Yeah. When we started as The Proclaimers that was the thinking behind it. 

We thought, we knew, a lot of people wouldn't like it. We were sure of that and we thought, well, that didn't really matter. And if you were trying to be sincere and you try to put over what you actually thought in your own way, then you would have to know that you would be sacrificing a large number of people who wouldn't get it and just hope that you would get a small audience if you could get it. 

You've been regular visitors to Australia over the decades. Last time you were here was 2016. Have you been to Cairns before? 

We've never no. We're doing both Darwin and Cairns on this tour, and we've never been to those cities, so we're looking forward to very much looking forward to it.

 So you can go see the crocodiles in either of those places, Darwin or Cairns 

You're playing at Cairns Performing Arts Centre and the tickets are moving pretty fast for that show. It's more than half sold out now. 

Well, as you see, it will be a completely new experience for us as well as the audience.

 One last question. What's the best pub in Scotland? 

The best pub in Scotland? I would have thought…..There's so many I don't know, so many have closed since the smoking ban came in. Obviously covid with that, did it as well. 

There was a place we used to go in a village we used to live in before we left at 18. There was a place called the Boarshead in Auchtermuchty in Fife, I think it's gone now. It's something became something else. 

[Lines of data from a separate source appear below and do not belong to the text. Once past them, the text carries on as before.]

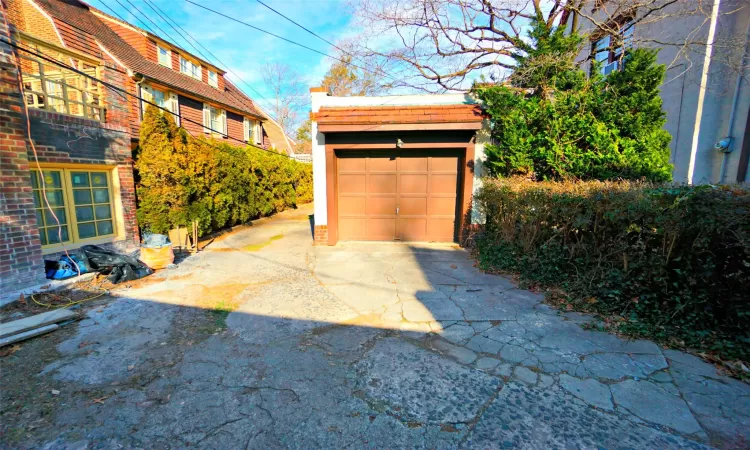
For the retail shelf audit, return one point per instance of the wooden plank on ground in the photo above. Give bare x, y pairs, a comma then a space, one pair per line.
27, 335
39, 320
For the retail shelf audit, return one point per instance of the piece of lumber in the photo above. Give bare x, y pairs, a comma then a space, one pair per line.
27, 335
39, 320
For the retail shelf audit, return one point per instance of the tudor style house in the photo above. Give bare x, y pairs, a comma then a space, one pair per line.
84, 132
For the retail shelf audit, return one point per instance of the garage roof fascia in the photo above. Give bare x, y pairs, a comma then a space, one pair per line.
396, 113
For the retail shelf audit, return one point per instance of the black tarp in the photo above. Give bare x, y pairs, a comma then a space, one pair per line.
119, 267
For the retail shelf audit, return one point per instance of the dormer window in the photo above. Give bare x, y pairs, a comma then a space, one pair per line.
165, 56
608, 50
189, 68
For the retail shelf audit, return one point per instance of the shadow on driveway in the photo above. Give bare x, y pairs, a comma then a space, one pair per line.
355, 346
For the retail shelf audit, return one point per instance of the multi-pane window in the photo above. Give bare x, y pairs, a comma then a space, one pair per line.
80, 199
93, 204
608, 50
253, 131
49, 231
214, 120
54, 87
166, 100
165, 56
190, 68
213, 79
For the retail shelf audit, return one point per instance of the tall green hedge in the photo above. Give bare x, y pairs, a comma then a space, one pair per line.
556, 122
182, 178
662, 261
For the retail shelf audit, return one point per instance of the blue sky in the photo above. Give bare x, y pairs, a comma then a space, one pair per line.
246, 50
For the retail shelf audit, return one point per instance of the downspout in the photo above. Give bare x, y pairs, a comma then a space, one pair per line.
702, 89
139, 79
732, 115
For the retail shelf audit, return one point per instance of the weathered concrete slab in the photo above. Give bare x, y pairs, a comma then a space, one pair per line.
652, 403
363, 345
524, 417
422, 385
590, 391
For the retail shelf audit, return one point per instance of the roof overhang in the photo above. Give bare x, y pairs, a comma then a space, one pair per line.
343, 128
338, 119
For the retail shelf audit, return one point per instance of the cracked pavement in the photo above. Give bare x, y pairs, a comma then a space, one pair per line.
362, 345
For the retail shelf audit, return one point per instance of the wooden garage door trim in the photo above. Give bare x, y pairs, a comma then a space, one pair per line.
466, 178
398, 194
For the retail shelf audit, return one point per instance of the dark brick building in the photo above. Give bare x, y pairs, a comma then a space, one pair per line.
81, 173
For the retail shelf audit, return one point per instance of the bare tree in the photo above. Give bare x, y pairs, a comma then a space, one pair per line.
289, 94
356, 76
444, 44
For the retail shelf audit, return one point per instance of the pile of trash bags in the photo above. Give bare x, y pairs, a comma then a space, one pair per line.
92, 258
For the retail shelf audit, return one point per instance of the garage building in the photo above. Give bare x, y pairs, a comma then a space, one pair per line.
395, 168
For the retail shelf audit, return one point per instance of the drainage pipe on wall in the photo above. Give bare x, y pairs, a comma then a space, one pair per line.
702, 90
733, 113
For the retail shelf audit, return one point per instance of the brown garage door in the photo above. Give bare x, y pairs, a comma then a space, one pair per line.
408, 196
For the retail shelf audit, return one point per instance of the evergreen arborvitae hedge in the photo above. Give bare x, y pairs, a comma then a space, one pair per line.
182, 178
555, 122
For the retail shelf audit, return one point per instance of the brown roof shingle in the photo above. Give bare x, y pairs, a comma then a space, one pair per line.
366, 115
79, 15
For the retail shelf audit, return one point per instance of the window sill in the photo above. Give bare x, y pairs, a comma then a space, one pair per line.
56, 248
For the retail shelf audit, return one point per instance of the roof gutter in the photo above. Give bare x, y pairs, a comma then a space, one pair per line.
702, 89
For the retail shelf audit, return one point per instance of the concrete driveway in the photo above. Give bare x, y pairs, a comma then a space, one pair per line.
263, 341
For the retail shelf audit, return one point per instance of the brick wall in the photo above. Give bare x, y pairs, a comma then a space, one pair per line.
59, 139
22, 13
20, 247
192, 110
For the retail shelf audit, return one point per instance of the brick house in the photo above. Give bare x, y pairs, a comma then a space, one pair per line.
84, 132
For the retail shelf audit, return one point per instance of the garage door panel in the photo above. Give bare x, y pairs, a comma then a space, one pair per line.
373, 186
383, 165
380, 229
444, 164
352, 184
380, 206
352, 165
441, 206
352, 205
440, 229
381, 183
413, 184
443, 183
412, 229
413, 165
412, 206
353, 228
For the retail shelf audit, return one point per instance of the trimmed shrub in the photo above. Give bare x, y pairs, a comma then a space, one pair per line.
183, 178
556, 123
661, 261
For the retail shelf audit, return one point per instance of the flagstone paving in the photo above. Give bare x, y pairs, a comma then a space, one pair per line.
362, 345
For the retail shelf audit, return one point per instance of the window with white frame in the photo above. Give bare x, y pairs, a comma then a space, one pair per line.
165, 56
190, 68
166, 100
78, 207
214, 120
253, 131
258, 132
609, 50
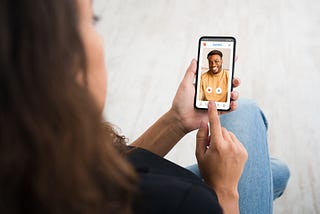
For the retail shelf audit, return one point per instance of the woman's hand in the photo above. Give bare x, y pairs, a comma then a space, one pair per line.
182, 106
221, 158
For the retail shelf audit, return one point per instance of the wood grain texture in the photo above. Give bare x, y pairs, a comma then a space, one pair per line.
149, 45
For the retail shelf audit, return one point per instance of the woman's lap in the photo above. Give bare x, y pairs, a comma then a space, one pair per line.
263, 178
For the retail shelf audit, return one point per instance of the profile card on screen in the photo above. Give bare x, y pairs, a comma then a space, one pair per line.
215, 71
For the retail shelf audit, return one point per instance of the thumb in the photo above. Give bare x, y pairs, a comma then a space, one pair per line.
191, 71
202, 140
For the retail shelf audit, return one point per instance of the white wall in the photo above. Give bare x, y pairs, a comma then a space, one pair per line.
149, 44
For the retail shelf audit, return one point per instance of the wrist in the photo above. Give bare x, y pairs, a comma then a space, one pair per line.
228, 200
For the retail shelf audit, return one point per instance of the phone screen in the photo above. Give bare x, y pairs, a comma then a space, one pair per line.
215, 71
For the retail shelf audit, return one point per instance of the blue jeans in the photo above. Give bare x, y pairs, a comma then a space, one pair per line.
263, 179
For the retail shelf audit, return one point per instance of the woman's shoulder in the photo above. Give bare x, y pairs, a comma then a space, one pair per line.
168, 188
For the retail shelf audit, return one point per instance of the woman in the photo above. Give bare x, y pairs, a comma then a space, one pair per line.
55, 155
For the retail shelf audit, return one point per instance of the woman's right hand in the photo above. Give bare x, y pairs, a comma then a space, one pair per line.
221, 159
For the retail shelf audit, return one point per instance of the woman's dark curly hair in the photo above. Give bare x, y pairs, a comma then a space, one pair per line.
55, 156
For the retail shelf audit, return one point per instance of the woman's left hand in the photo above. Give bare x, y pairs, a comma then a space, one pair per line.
182, 106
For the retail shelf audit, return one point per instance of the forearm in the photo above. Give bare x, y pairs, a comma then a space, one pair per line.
162, 136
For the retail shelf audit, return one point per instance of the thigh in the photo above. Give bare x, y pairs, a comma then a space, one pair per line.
255, 188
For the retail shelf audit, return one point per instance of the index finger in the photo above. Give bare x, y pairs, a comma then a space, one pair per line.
215, 126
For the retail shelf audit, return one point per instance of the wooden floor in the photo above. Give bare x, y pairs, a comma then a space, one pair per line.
149, 44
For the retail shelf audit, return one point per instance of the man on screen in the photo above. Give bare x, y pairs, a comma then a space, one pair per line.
214, 82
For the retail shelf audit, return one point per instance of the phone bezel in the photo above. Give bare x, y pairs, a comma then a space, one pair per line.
214, 38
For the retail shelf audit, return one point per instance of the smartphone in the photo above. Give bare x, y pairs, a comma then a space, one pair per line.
216, 55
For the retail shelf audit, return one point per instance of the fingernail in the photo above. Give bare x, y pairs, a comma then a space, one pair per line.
202, 125
211, 102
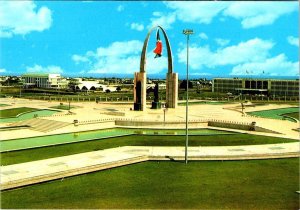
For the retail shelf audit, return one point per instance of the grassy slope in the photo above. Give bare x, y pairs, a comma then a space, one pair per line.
8, 158
293, 115
15, 111
259, 184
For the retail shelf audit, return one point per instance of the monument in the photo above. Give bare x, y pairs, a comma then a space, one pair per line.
140, 78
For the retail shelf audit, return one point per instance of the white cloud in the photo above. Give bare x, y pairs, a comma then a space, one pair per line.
222, 42
121, 58
276, 66
79, 58
137, 26
196, 12
120, 8
293, 40
22, 17
254, 14
249, 51
203, 36
251, 14
160, 19
47, 69
2, 70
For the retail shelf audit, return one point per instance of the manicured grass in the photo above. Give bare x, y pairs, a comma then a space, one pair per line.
255, 184
293, 115
274, 113
15, 111
204, 102
21, 156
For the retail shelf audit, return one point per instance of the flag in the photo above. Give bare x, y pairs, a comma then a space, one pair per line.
158, 48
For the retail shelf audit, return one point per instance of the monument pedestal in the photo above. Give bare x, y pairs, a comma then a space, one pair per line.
156, 105
137, 107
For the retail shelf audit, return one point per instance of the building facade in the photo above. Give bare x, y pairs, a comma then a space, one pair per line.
271, 87
43, 80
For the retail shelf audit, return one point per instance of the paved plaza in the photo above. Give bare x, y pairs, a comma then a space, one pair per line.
56, 168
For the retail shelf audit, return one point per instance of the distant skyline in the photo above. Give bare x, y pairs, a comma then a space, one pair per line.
105, 38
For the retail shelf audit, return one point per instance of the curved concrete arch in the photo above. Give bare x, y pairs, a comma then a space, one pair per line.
140, 78
169, 51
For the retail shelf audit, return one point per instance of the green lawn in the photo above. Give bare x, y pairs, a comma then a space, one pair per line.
27, 155
293, 115
6, 113
255, 184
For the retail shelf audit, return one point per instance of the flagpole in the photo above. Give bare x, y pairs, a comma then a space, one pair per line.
187, 32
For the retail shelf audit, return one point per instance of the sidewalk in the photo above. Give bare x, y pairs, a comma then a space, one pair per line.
56, 168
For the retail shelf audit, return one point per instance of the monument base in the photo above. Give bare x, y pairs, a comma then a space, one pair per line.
156, 105
137, 107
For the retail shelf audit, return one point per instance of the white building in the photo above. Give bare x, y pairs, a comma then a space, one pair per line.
43, 80
93, 85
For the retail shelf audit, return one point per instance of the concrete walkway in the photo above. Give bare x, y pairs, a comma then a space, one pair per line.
57, 168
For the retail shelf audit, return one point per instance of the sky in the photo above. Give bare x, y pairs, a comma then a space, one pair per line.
105, 38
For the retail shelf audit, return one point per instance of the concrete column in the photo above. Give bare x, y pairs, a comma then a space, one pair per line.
172, 90
140, 77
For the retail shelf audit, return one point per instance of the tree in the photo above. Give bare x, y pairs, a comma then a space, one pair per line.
183, 85
72, 84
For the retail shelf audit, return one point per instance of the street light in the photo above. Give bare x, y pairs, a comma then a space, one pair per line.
187, 32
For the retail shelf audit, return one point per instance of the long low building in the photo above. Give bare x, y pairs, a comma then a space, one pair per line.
44, 80
272, 87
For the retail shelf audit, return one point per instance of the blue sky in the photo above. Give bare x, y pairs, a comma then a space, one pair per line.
105, 38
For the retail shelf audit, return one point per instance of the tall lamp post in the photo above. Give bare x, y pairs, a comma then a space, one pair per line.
187, 32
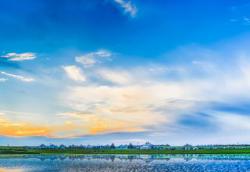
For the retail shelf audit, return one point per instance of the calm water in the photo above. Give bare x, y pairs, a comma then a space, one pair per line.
136, 163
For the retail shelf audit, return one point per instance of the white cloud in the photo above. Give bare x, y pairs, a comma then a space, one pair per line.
92, 58
18, 77
19, 57
153, 96
128, 7
74, 73
3, 79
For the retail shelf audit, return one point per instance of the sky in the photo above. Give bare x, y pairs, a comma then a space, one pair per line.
124, 71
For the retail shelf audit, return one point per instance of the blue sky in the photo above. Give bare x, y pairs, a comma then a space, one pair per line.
102, 71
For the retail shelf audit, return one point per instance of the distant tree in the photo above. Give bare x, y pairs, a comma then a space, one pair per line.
112, 146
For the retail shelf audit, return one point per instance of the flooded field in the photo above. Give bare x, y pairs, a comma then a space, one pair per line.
126, 163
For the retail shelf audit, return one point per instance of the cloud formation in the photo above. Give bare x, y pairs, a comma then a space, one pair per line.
18, 77
127, 6
90, 59
19, 56
75, 73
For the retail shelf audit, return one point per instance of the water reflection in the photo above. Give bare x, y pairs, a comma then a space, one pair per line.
126, 163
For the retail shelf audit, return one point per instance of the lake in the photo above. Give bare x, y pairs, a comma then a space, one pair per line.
126, 163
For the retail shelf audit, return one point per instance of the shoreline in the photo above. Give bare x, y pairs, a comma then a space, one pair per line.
119, 152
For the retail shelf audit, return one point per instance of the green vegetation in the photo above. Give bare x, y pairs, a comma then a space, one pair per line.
27, 150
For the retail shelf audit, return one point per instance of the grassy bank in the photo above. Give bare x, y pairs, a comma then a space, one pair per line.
24, 150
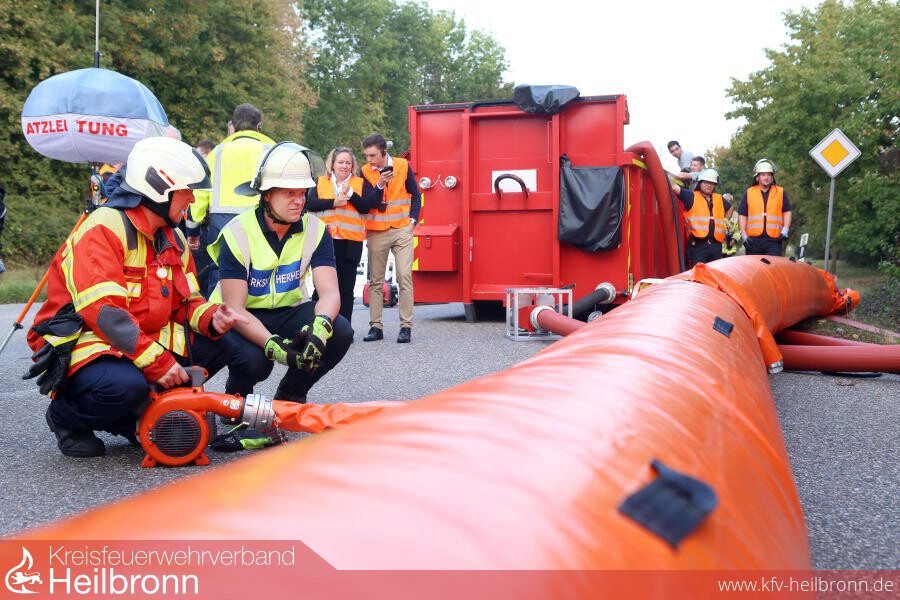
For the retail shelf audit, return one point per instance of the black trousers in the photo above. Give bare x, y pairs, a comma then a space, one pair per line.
763, 244
107, 393
704, 251
249, 364
347, 255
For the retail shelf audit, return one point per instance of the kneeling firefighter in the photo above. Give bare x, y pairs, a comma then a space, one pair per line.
123, 307
264, 256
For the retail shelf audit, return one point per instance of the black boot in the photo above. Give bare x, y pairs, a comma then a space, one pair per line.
75, 443
374, 334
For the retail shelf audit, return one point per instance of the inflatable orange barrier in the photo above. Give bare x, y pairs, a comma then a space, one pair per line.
316, 418
647, 439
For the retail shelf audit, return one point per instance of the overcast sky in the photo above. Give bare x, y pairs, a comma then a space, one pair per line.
672, 60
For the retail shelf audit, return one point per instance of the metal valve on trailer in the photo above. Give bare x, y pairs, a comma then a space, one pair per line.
174, 428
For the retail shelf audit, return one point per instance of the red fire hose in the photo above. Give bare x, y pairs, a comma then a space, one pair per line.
864, 358
672, 242
802, 338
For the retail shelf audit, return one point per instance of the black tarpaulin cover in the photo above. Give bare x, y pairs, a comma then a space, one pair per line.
591, 205
544, 99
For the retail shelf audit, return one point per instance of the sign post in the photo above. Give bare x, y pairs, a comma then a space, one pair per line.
834, 153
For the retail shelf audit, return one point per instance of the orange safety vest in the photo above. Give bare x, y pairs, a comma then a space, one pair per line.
768, 216
698, 217
395, 195
345, 221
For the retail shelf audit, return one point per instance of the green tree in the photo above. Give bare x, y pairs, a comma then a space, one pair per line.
199, 58
375, 58
840, 70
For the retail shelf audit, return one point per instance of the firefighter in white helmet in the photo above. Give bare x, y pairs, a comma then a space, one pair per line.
705, 214
264, 256
765, 212
122, 288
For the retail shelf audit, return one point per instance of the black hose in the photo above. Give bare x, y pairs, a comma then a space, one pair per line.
585, 304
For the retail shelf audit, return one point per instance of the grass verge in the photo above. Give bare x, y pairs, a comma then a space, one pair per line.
18, 283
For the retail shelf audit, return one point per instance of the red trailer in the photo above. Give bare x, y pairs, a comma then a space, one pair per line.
491, 177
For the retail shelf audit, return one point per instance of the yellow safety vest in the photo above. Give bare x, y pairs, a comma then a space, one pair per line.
272, 281
344, 221
231, 163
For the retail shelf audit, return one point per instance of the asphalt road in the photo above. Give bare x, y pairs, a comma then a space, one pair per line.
842, 433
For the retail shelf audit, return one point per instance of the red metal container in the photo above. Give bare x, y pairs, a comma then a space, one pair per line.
478, 240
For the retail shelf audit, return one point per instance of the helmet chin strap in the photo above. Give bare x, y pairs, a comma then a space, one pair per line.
268, 210
161, 210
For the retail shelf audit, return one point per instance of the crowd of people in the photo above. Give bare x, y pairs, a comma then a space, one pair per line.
127, 308
762, 221
200, 255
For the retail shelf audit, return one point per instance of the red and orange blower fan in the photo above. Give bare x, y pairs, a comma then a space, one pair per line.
174, 428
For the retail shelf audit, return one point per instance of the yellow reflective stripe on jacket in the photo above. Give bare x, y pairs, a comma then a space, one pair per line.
272, 281
198, 314
95, 292
232, 163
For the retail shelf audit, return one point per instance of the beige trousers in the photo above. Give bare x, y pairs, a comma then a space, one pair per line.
400, 242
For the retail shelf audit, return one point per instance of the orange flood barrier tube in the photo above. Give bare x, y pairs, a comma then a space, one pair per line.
529, 468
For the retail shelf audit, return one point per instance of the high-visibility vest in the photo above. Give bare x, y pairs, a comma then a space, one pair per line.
231, 163
698, 217
395, 195
344, 221
273, 281
151, 292
768, 214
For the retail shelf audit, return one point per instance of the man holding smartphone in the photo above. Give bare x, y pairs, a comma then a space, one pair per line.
395, 200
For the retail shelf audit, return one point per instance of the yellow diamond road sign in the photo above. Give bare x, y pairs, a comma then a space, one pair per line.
834, 153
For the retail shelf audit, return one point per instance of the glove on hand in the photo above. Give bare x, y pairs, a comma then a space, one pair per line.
61, 333
311, 340
281, 350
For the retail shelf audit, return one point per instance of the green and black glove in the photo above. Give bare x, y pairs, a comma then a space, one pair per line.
51, 364
311, 340
283, 351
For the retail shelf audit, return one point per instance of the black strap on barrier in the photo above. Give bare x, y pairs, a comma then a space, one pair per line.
723, 326
672, 506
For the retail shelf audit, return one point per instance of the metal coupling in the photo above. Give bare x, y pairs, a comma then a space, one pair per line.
534, 314
257, 412
610, 290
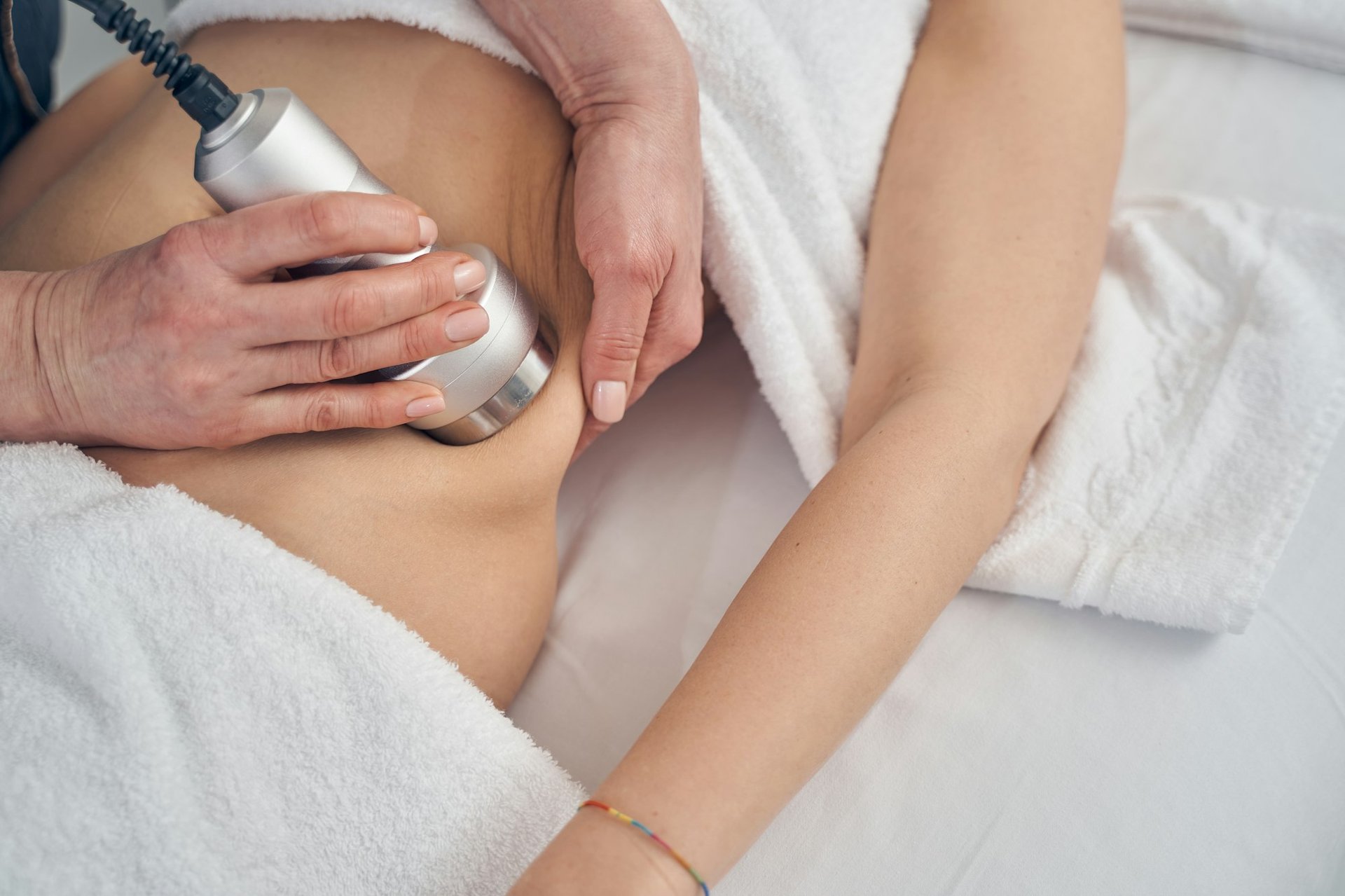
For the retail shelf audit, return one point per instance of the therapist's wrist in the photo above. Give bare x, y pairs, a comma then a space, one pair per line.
598, 54
36, 401
25, 401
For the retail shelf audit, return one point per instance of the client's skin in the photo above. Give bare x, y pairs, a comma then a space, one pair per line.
985, 247
457, 542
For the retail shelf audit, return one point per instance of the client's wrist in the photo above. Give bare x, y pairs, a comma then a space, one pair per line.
599, 856
30, 406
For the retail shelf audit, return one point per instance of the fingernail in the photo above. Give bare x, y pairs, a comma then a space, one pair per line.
469, 323
608, 400
429, 230
469, 276
425, 406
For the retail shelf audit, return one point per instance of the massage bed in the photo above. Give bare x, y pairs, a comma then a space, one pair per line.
1026, 748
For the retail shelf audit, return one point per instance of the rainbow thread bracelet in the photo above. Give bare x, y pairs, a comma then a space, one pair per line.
621, 815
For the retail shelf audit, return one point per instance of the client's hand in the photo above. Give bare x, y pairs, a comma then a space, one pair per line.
626, 83
190, 340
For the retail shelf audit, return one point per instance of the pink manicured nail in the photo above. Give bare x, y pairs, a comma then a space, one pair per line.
608, 400
469, 276
425, 406
429, 230
469, 323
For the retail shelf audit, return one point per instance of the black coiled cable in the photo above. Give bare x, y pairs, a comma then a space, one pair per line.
198, 90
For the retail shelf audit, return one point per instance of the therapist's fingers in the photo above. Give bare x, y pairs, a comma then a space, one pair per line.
340, 406
436, 333
252, 242
354, 302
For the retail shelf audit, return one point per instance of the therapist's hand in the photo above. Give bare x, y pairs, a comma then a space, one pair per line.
626, 83
188, 340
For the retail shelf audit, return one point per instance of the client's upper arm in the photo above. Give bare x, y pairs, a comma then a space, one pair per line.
991, 217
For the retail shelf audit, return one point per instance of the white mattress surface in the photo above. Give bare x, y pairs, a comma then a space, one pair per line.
1026, 748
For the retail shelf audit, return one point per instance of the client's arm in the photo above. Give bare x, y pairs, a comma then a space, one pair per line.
985, 249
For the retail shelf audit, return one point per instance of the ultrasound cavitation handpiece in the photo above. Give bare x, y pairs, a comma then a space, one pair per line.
267, 144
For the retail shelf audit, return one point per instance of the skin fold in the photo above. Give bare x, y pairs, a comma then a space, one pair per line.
985, 249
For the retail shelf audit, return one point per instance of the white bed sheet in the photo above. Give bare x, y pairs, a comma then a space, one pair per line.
1026, 748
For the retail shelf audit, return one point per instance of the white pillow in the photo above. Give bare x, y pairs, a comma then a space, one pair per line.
1306, 32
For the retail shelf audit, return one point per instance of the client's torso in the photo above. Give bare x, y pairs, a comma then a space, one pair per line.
459, 542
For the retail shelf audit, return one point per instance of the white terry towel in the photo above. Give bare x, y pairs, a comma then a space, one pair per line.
190, 710
1311, 33
795, 115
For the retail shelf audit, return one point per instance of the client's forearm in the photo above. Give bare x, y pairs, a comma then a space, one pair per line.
985, 248
821, 627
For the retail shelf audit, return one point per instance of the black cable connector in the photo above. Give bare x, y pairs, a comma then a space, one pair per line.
198, 90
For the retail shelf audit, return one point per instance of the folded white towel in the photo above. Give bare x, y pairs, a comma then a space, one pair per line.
190, 710
1306, 32
1207, 396
795, 115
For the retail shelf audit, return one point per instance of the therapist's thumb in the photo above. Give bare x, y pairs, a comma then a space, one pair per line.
615, 337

But that was the place we did most of our formative drinking, like 16 or17, so that was probably that was probably my favorite, but it's it's gone now, so. 

Time moves on. 

I actually do just have one last question. When you look back over your life as a musician, what was the one moment when you thought, this is just magic? Like, this is just a magic moment. 

Most of them have been gigs, most of them have been playing live, sometimes doing TV shows, sometimes when you're recording, sometimes just when you're writing. I think when you're writing a song, sometimes we've had it when Charlie and I have started playing a new song, and the first time you play it, you go, yeah, that's it. If that has got you there something often it's actually been there's not been any audience there, it's just been getting a guitar, getting the two voices going, and getting that kind of magic there.

 

Cairns get a little bit of that magic with the brothers coming to play at Cairns Performing Arts Centre on Tuesday the 28th of February.